Greetings and hello to all! 

I would like you to meet Bodhizattva (Bodhi)! Got to see him at the breeder today and let me tell you, he's pretty rad. He won't be able to come home with Daddy until the first week of February so weekly trips to the breeder will suffice, for now! Hope everyone is having a great day.

















Cheers all, 

-Thomas


----------



## Kobi (Oct 26, 2010)

Such a cutie! How many puppies in the litter? So you're for sure decided on that specific guy? Does he have a collar because they all look so similar at that age!


----------



## JillandDan (Sep 8, 2010)

So adorable!! Good luck once you get him. We did weekly trips to the breeder as well until it was time to bring Holley home.


----------



## The Chef (Dec 28, 2010)

Thanks y'all! I'm proud to say the least! 

There will be no doubt as his coat is the lightest of the litter and he's the smallest feller! I am running to the pet store for a collar before my next visit to the breeder.
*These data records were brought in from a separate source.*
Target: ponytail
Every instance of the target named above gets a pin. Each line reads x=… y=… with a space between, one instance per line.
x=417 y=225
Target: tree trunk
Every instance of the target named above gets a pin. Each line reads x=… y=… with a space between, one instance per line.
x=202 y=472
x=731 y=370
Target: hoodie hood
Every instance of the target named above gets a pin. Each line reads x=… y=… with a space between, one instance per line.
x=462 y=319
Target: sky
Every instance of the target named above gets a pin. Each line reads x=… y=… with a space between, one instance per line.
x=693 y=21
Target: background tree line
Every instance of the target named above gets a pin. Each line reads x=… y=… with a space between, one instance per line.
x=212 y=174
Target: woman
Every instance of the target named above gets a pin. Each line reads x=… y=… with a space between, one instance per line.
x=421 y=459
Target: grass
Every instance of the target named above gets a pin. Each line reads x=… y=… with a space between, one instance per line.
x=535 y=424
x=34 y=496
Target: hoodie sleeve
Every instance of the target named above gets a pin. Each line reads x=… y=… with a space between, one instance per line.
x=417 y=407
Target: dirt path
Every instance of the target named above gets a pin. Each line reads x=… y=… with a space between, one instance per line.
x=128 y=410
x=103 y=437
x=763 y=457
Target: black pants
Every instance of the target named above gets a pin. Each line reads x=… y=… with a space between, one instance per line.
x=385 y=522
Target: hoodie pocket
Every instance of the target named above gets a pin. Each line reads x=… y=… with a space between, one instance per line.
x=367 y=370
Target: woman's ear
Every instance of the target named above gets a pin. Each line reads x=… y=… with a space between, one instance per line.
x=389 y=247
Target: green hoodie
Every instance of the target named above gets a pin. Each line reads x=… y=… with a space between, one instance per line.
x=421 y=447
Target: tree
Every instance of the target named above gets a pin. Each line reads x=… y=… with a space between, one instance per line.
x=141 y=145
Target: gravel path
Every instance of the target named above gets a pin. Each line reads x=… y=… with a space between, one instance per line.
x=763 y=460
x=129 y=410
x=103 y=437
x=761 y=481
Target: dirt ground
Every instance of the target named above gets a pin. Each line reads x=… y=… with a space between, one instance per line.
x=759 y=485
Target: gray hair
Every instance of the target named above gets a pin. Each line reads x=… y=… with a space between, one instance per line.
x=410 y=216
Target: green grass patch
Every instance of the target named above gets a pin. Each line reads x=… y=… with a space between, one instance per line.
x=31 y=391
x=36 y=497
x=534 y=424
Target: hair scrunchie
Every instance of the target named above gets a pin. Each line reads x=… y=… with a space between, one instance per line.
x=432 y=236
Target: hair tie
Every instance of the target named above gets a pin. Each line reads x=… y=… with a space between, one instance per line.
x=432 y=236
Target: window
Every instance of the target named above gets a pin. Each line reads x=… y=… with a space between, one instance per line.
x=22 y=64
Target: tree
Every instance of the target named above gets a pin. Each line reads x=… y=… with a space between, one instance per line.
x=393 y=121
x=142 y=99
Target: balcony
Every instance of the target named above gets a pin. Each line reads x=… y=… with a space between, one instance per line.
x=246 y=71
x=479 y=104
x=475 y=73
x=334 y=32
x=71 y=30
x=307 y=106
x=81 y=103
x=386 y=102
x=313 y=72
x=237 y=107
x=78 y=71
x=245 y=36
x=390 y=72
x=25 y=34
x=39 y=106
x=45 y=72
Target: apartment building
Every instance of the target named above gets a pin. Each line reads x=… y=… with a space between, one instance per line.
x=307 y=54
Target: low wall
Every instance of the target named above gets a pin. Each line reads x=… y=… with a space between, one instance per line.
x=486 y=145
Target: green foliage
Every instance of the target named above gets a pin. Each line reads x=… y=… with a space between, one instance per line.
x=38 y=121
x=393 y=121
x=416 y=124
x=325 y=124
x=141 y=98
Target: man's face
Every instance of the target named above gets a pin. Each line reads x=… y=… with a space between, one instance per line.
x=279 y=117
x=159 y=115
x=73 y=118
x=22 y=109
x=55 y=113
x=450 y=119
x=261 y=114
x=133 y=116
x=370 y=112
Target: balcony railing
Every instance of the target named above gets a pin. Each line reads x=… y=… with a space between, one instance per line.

I'm very impressed with my breeder, the way she opens her house up for these visits is just too cool.


----------



## Lukesmama (Jan 3, 2011)

Congratulations he is so handsome!


----------



## raps702 (Dec 19, 2010)

He's a cute little dude... Congrats.. I just wish we could have done weekly visits with the breeder as well, unfortunately our breeder was a 6 hour drive away!!!


----------



## The Chef (Dec 28, 2010)

Thanks! I'm pretty excited to say the least! These are today's pictures from another trip to the breeder. I'm so thankful for the opportunity to spend some time with him before he comes home. He sure was excited to see me today. He turns a month old tomorrow, another month and he's home with Daddy! Sofa king excited.


----------



## Linescreamer (Sep 28, 2010)

Who is the breeder and where are you located?


----------



## The Chef (Dec 28, 2010)

Dee Hazen is the breeder and I'm in Lakeland, Fl.


----------